L’évolution progressive de notre civilisation vers l’a-culture de l’individualisme confondue avec la liberté, de la satisfaction immédiate du désir de possession, de pouvoir ou de jouissance doit nous préoccuper. Le recours ou retour à des valeurs négligées, parce que méconnues, passera par la lecture et l’interprétation des textes fondateurs de notre civilisation, de la Révélation chrétienne comme aussi des penseurs, des philosophes et autres chercheurs.

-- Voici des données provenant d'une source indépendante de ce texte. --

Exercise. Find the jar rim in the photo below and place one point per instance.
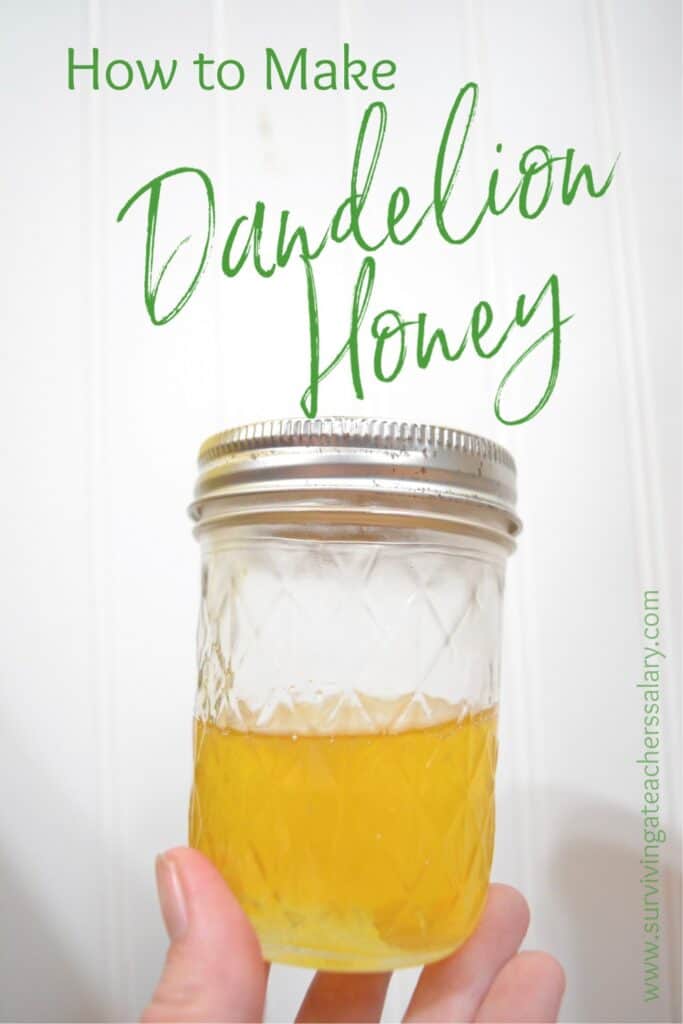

La publication du Journal du Père Congar est une oeuvre utile pour qui s’intéresse au développement des valeurs religieuses et culturelles dont nous avons hérité. L’auteur est de ceux qui ont fait l’expérience de la petitesse des "fonctionnaires de Dieu". Le silence imposé, l’exil injuste, l’ont amené à mettre en question la valeur de son travail et l’ont mûri pour le rôle qu’il devait jouer au Concile. Ce dernier a pratiqué des ouvertures, qui permettent aux croyants de ne plus désespérer de l’Église. K. Rahner a écrit : "Ce que Vatican II a apporté de plus neuf est l’idée de l’Église locale comme réalisation de l’Église une, sainte, catholique et apostolique" (Das neue Bild der Kirche, in: Schriften zur Theologie VII, Einsiedeln 1967). Ce n’est plus l’Église locale qui gravite autour de l’Église universelle ; mais c’est l’Église de Dieu qui se trouve présente dans chaque Église locale. C’est la fin de l’ultramontanisme. Cela devrait être également la fin du cléricalisme, si de nouveaux rapports s’établissent à l’intérieur du peuple de Dieu, tel qu’il a été décrit par le Concile. Dans un monde global des hommes, qui n’est plus celui de la chrétienté.